Immunizing mouse models of Alzheimer’s disease (AD) against β-amyloid (Aβ) leads to a decrease in cerebral Aβ burden as well as an improvement in behavioral deficits. Circulating Aβ-antibodies may be responsible for interfering with Aβ deposition. In the present study, we attempted to initiate more robust antibody production in wild type (WT) mice. Three immunization strategies were examined: intranasal (i.n.) immunization with Aβl-15 or full-length Aβ1-40/42, i.n. administration of Aβ combined with mucosal adjuvants, native labile enterotoxin (LT) or its non-toxic form, LT(R192G), and prime-boost regimes.
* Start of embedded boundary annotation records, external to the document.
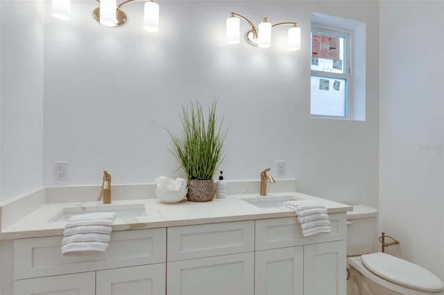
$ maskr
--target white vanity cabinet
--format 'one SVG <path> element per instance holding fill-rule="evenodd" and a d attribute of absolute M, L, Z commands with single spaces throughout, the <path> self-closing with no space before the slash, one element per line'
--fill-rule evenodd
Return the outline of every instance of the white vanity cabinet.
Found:
<path fill-rule="evenodd" d="M 255 294 L 346 293 L 346 214 L 329 217 L 331 233 L 307 237 L 295 217 L 256 221 Z"/>
<path fill-rule="evenodd" d="M 162 294 L 166 228 L 114 232 L 107 251 L 61 255 L 62 237 L 14 240 L 15 294 Z"/>
<path fill-rule="evenodd" d="M 168 295 L 254 294 L 255 221 L 169 228 Z"/>
<path fill-rule="evenodd" d="M 346 214 L 329 217 L 331 233 L 307 237 L 295 217 L 115 231 L 94 255 L 16 239 L 14 294 L 345 294 Z"/>

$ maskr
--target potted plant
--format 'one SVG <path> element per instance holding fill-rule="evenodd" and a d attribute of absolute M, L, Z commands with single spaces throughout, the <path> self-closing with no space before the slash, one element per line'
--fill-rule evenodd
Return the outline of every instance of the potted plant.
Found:
<path fill-rule="evenodd" d="M 196 100 L 182 105 L 180 119 L 183 133 L 174 135 L 164 129 L 171 138 L 169 149 L 188 178 L 187 198 L 194 202 L 206 202 L 214 197 L 214 176 L 226 155 L 222 130 L 223 119 L 217 119 L 217 99 L 209 106 L 207 120 L 200 103 Z"/>

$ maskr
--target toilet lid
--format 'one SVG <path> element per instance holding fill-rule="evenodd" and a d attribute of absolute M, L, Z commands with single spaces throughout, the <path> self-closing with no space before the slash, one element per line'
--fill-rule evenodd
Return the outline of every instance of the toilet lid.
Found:
<path fill-rule="evenodd" d="M 375 275 L 411 289 L 438 292 L 444 289 L 444 283 L 422 267 L 384 253 L 361 256 L 364 266 Z"/>

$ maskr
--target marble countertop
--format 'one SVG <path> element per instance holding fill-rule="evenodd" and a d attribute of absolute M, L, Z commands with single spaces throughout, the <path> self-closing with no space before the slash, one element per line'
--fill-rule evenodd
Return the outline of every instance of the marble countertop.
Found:
<path fill-rule="evenodd" d="M 299 192 L 273 193 L 268 196 L 291 194 L 298 199 L 318 201 L 325 205 L 328 213 L 351 211 L 350 205 L 317 198 Z M 180 226 L 193 224 L 254 220 L 275 217 L 295 217 L 293 210 L 280 208 L 260 208 L 243 199 L 261 198 L 257 194 L 230 195 L 225 199 L 214 198 L 209 202 L 184 201 L 174 204 L 163 203 L 157 199 L 144 199 L 113 201 L 112 205 L 139 204 L 144 206 L 146 215 L 140 217 L 117 216 L 114 219 L 113 231 L 143 228 Z M 85 208 L 88 206 L 103 207 L 106 212 L 108 204 L 100 202 L 51 203 L 44 203 L 31 211 L 15 222 L 3 227 L 1 239 L 62 235 L 66 221 L 52 221 L 66 208 Z M 109 207 L 112 208 L 112 207 Z M 101 208 L 101 210 L 102 208 Z M 110 210 L 109 211 L 112 211 Z"/>

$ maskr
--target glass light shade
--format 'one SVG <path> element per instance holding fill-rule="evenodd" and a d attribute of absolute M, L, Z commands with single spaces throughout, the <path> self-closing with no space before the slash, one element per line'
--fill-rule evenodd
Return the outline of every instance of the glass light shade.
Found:
<path fill-rule="evenodd" d="M 71 14 L 71 0 L 53 0 L 53 17 L 67 21 Z"/>
<path fill-rule="evenodd" d="M 144 11 L 144 29 L 155 33 L 159 30 L 159 4 L 150 1 L 145 2 Z"/>
<path fill-rule="evenodd" d="M 117 0 L 101 0 L 100 1 L 100 23 L 105 26 L 115 26 L 117 22 Z"/>
<path fill-rule="evenodd" d="M 257 29 L 257 46 L 261 48 L 270 47 L 271 44 L 271 24 L 262 22 Z"/>
<path fill-rule="evenodd" d="M 293 51 L 300 49 L 300 28 L 293 26 L 289 28 L 289 50 Z"/>
<path fill-rule="evenodd" d="M 230 17 L 227 19 L 227 43 L 239 44 L 241 40 L 240 19 Z"/>

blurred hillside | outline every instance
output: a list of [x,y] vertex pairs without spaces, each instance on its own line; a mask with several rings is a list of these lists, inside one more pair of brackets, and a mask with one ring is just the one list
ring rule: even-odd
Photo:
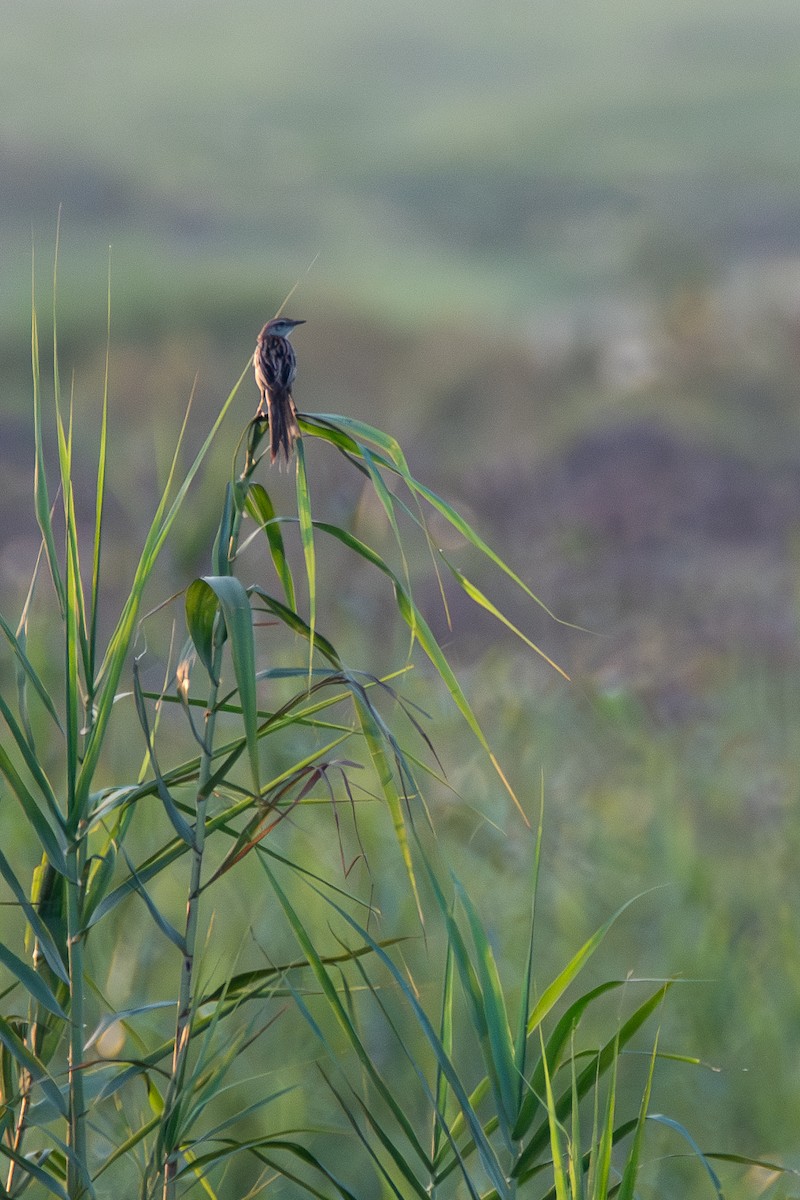
[[[705,511],[729,493],[771,497],[794,480],[796,5],[43,0],[10,6],[4,26],[6,582],[25,576],[35,545],[14,515],[29,491],[31,228],[47,342],[59,205],[61,365],[90,422],[113,247],[120,541],[149,518],[196,374],[199,437],[295,283],[290,311],[308,320],[300,406],[398,436],[419,474],[483,512],[534,587],[576,619],[583,584],[557,563],[581,559],[587,538],[591,577],[604,546],[602,565],[627,572],[628,595],[620,528],[649,515],[669,557],[686,496],[708,529]],[[248,379],[236,421],[254,398]],[[643,430],[655,450],[642,450]],[[564,484],[560,464],[581,446],[583,474]],[[672,463],[658,468],[656,505],[643,504],[646,464],[620,485],[626,446]],[[77,452],[94,472],[91,445]],[[228,462],[213,470],[221,484]],[[331,482],[355,511],[357,497]],[[572,486],[595,516],[567,527],[559,505]],[[786,485],[778,504],[780,550],[769,541],[784,572],[795,491]],[[198,503],[192,517],[179,574],[204,565],[213,516]],[[717,562],[705,542],[696,550]],[[764,577],[726,562],[745,590]],[[648,608],[662,607],[656,590]],[[628,607],[581,619],[616,628]]]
Using Aβ1-15 as the primary immunogen for intranasal immunization did not initiate strong antibody production. When Aβ1-15 or Aβ1-40/42 was combined with native LT or LT(R192G), antibody production was significantly increased. Nasal immunization with Aβ1-15 and native LT successfully “boosted” an immune response “primed” by an intraperitoneal (i.p.) injection of Aβ1-40/42, producing moderately high Aβ titers that remained stable for at least 6 months. Serum anti-Aβ antibodies, regardless of the length of the Aβ immunogen, consistently detected human AD plaques, had epitopes within Aβ1-15, and were predominantly of the IgG2b, IgG1, and IgG2a isotypes. The adjuvants were well-tolerated in the mice. Thus, Aβ1-15 may have potential as a safer, more cost-effective “boosting” immunogen than the full-length Aβ peptide for chronic, active Aβ immunization.